My first web application was built using Django, and it was called MenPha. I built it within a month. It was an experience that ensures I would always put Django ahead of ANY server-side framework.
Python was my go-to programming language at the time (somewhere mid to late 2012). I knew I wanted to go fulltime web, instead of desktop applications with Python. Thus a way to apply my Python skills for building web applications was key.
My journey to find a Python-based Web Framework to use landed me at the doorsteps of Django. Back then, it was Django 1.2 to .3.
It was nothing like the Django we have today. However, the learning experience was unlike anything. I had never built a web application before, so I had to go through routing, forms, security, deployment and all that, the first time.
I won’t say I didn’t struggle. Reading the documentation a couple of times since then allowed me to know the full scope of what is possible with the extensive framework, and how to make effective use of it.
Fast-forward to 2017, and I still love Django, and use it for applications that I find it to be the easier option, such as my recent PackageToMe platform.
MenPha – Why?
So my elder brother lost his iPad and other gadgets in a car robbery. Obviously, the thief was very likely gonna sell the items.
At that moment, he wondered if there was a platform where, before anyone buys a second-hand product, he/she could quickly search a database to see if the item hasn’t been reported stolen or missing.
He ran the idea by me, and that was what urged me to learn Django.
The choice of name, MenPha, was my temporal choosing (which ended up being the stuck name till now), which simply means, “Don’t Take”. In Twi, it will be rightly written and pronounced as “Mɛnnfa” or “Men-nfa”.
As much as I hate to show you this (considering how much I’ve evolved as a developer and designer), this was the first design of MenPha.
I don’t even remember where I got the above theme from, but I remember it was a Windows 10-ish Metro UI style. I must confess, the bold vibrant colors attracted me then.
Obviously, the above was a total mess, and I don’t think I had even implemented the “web application” part of it using Django.
There seemed to be a ton of issue with the theme, so I switched. That was my first time I tried a CSS framework. At the time, bootstrap was fledgling, and MaterializeCSS was cool. It had beautiful fanciful buttons and forms.
I used MaterializeCSS for the next MenPha design.
MaterializeCSS Framework was my go-to CSS framework for some time, to the extent that I even built materialize.khophi.co around the idea of custom building the CSS right in the browser.
I do not have any screenshots of the design. Even better, I recorded a video of how to use MenPha, at the time.
I know!
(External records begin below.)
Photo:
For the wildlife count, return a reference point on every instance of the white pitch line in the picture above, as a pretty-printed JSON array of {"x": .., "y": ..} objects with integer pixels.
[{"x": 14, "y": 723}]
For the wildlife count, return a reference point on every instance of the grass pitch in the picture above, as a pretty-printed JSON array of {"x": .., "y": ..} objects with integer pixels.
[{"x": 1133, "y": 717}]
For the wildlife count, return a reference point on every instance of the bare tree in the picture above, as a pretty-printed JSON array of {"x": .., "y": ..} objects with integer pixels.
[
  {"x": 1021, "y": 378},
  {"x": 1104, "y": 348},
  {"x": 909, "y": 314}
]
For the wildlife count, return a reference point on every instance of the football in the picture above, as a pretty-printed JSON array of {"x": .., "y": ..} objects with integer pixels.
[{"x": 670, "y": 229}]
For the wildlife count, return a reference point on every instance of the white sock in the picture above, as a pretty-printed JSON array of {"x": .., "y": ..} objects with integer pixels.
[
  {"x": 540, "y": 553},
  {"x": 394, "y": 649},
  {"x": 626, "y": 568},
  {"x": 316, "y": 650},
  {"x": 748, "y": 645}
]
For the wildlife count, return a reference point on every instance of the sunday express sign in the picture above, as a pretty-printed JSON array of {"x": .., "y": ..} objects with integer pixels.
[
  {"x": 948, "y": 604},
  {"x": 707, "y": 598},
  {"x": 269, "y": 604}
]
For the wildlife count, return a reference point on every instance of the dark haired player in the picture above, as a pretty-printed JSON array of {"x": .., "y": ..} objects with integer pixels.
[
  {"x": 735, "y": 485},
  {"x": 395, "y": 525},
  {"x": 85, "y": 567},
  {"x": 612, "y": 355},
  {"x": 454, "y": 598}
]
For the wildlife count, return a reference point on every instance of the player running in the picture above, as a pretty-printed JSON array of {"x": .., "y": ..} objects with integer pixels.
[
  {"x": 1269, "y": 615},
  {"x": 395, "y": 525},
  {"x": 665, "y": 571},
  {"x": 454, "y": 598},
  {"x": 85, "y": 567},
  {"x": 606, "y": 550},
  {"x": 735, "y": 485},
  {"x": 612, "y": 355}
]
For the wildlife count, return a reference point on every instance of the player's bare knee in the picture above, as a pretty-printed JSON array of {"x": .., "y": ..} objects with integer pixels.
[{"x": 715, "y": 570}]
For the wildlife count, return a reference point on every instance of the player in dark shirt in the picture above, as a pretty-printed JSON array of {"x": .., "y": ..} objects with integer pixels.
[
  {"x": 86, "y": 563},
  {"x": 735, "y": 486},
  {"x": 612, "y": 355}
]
It looks fanciful and toyish. That was just in 2015. After my return from Cape Town, I revisited the project, and added a few tweaks here and there.
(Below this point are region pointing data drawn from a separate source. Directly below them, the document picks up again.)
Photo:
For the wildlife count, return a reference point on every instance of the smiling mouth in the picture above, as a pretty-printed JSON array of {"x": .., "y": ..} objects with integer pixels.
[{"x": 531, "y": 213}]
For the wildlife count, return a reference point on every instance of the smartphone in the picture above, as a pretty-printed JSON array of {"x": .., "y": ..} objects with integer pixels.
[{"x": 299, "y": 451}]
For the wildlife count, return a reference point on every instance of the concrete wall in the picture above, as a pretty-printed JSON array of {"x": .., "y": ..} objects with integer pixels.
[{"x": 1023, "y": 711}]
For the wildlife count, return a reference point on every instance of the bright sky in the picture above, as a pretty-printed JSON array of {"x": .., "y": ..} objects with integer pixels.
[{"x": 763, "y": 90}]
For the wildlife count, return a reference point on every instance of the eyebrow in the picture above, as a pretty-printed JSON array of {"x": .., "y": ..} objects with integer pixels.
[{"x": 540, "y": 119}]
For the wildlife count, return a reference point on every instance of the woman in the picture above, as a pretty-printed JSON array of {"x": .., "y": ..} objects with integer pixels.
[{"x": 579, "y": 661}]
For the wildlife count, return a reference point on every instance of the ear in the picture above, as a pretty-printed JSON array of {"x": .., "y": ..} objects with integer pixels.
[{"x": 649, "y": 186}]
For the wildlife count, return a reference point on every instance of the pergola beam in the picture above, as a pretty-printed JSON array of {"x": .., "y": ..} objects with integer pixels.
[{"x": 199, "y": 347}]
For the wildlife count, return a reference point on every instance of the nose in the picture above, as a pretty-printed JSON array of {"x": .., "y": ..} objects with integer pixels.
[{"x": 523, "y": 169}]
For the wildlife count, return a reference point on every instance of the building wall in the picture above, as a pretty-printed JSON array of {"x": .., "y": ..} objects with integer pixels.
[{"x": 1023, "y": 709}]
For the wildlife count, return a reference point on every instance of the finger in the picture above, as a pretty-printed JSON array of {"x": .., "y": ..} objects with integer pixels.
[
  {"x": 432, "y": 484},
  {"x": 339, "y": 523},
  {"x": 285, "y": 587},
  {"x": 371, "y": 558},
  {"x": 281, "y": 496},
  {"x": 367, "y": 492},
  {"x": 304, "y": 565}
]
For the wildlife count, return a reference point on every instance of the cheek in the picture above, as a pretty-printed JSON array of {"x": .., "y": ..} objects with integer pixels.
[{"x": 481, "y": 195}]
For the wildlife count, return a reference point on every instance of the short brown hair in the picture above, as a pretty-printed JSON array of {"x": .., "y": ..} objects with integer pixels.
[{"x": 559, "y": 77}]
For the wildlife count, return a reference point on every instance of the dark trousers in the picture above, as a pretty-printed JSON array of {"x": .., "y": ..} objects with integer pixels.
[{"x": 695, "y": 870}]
Each time, I learned new things about Django, and it deepened my experience using the framework.
Nobody used the site, I think. I hooked it up to a domain even, menpha.org (which is nonexistent anymore).
MenPha has been rebooted. Again in 2017. After 2 years of dormancy, the project has been revised, again for educational purposes.
At the moment, MenPha is using some of the latest technologies available for building mobile-first progressive web applications.
We needed a project for the Tech Leads Programming Class for the first semester this year. I was invited to take the class. The focus was on building progressive web applications (which is the future of the web, a way to bridge mobile and web)
I think using the MenPha as the project was basic enough to learn many fundamentals, but also an opportunity for us to explore a typical application and how each part comes together to create a functional application.
You can try the current MenPha at menpha.khophi.com.
Thanks to Service Workers, the MenPha application loads literally instant after the first-page load. The first time you visit the page, it’ll take a bit of time. However, that’s the ONLY time you’ll have to wait. Every stage will be seamless.
With a Manifest file, you’re able to add the application to your phone’s homescreen as a mobile app and interact with the site when you launch it like a mobile app installed from the play store.
In fact, Android even considers the application as “installed”, and shows details about it in your Installed Apps section in Settings.
The learning experience has been amazing.
Hopefully, if time permits, I’ll throw in Server-Side Rendering to help with SEO and be able to leverage browser caching.
MenPha keeps being rebooted. Who knows what it’ll be built into next. Lemme know what you think of the current state.